Finally, each mission ends with a climactic boss battle. Here it’s mostly a case of observing patterns and deploying sword and shield accordingly, but these are also the moments at which you’ll unleash your finest moves – or master strokes. You start with one, and you’ll unlock more by gaining levels or new weapons. Press the 2 button at the bottom of the Wii remote, repeat the gesture being shown on screen and you can administer a super-potent blow that will wipe a healthy chunk from the boss’ health gauge. And, as a bonus, you may feel extra-heroic for a second or two as well. Do it standing up and let out a manly roar for the full effect.

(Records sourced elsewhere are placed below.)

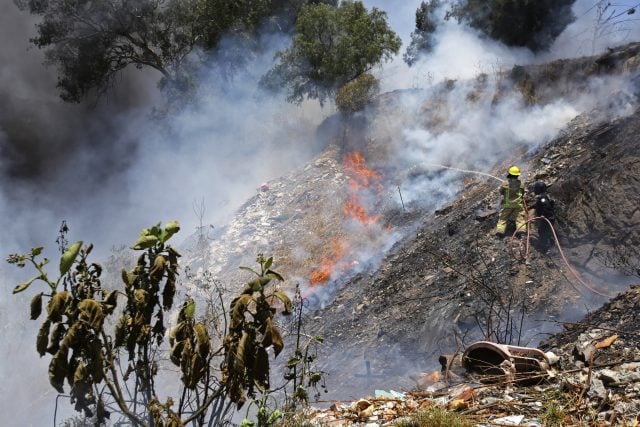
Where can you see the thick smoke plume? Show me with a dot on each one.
(109, 169)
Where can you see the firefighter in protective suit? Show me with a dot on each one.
(512, 204)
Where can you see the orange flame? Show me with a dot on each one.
(361, 177)
(328, 265)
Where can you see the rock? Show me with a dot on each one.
(583, 352)
(597, 389)
(609, 377)
(552, 358)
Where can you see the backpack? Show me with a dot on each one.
(545, 206)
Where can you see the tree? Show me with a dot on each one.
(611, 19)
(534, 24)
(332, 46)
(356, 94)
(422, 38)
(90, 41)
(117, 372)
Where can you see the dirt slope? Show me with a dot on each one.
(427, 276)
(440, 286)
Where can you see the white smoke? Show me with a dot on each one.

Dragon Quest Swords hasn’t forgotten entirely about good old fashioned RPG features like parties, spells or inventory management either. On missions after the first you’ll be accompanied by another character whose main responsibility will be spell casting. You don’t control them directly – though you can activate specific spells on demand, providing they have magic points available. Instead, you can allocate tactics to them from four simple options, ranging from ‘just keep us healthy and away from death’s door’ to ‘forget restraint: just blast that git to kingdom come.’ You can also heal yourself (or them) using bought or found herbs and potions, and you may need additional materials to restore your shield when it’s taken too much damage or bring an expired ally back to life.